Страх. Ее терзал страх за себя, если она будет продолжать расследование, и за Бена, если он не отступится и продолжит искать убийцу. Ее самая близкая, самая любимая подруга погибла, а сама она лишилась от трусости разума и ненавидит себя за это. Да, она трусиха... И тут вдруг она на секунду поверила в то, что Вэл убила именно Церковь, с целью защитить себя. Нет, быть того не может. У старой, потрепанной в боях Церкви немало грехов, но чтобы она сейчас пошла на убийство... нет, вряд ли.
Элизабет никогда не принадлежала к числу прирученных Церковью представителей прессы, никогда не являлась ее апологетом. Не больше, чем Вэл. И это просто нечестно, что Бен думает про нее иначе... нечестно и несправедливо! Тут над изголовьем кресла вновь показалась головка Дафны, и они еще немного поболтали. И Элизабет вновь ощутила: хандра. Хандра прицепилась к ней, никак не желала отставать, и дело тут было не в Вэл и не в Церкви. Совсем в другом.

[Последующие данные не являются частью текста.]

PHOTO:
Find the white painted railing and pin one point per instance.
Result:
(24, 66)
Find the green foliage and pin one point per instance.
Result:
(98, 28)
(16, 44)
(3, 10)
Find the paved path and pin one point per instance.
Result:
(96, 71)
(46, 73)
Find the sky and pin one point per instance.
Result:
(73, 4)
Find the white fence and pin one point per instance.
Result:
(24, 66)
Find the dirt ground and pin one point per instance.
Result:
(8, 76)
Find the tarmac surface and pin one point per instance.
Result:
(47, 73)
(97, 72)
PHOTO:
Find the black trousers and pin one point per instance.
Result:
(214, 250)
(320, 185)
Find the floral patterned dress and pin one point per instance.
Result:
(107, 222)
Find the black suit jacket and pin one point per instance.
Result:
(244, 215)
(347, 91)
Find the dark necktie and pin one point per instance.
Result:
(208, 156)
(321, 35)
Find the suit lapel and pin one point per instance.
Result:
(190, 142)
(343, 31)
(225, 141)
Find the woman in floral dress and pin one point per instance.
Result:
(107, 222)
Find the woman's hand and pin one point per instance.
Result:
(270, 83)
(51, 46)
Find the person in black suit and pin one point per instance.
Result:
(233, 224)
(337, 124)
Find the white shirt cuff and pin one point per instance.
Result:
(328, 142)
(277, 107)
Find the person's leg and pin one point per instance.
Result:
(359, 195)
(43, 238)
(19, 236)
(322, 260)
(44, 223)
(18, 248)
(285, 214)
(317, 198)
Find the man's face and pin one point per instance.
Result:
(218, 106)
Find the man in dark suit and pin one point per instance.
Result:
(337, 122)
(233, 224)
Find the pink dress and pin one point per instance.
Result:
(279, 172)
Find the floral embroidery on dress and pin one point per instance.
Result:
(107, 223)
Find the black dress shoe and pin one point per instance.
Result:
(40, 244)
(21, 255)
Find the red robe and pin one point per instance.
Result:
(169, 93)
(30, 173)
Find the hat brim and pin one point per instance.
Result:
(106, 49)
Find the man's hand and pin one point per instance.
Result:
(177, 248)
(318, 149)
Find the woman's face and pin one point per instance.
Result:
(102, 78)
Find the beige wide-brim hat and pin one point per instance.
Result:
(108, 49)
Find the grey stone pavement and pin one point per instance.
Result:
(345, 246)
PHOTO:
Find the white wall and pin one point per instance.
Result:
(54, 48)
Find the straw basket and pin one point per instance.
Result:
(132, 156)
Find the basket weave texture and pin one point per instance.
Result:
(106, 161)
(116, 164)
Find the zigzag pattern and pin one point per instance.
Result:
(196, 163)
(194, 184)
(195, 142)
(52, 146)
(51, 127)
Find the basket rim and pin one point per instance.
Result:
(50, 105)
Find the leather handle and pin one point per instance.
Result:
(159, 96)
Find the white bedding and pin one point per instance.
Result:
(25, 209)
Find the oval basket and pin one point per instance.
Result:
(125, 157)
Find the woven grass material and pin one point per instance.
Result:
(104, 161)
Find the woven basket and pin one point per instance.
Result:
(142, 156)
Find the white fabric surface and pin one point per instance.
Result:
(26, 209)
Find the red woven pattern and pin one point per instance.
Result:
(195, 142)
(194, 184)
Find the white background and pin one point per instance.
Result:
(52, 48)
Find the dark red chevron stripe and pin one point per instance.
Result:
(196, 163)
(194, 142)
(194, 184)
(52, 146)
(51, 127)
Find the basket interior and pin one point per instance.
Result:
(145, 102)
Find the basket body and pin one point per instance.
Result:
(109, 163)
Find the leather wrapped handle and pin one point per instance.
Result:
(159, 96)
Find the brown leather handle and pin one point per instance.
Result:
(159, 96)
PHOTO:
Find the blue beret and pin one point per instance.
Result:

Просто Даффи заставила ее задуматься о маленьких девочках и любви. Глядя в эти огромные карие сияющие глаза, она вдруг увидела в них себя. Вспомнила полное надежд и ожиданий детство в Иллинойсе, свою жизнь до того, как вступила в этот замкнутый круг. Она смотрела в глаза этого ребенка и ощутила, как зачастило, затрепетало вдруг сердце. Оно жаждало любви. Того, о чем люди всегда слагали песни и легенды. Дафна. Маленькая ладошка прикрывает смеющийся рот. А ее мама любит поспать. Хочет ли Элизабет, чтоб у нее была такая же маленькая девочка?...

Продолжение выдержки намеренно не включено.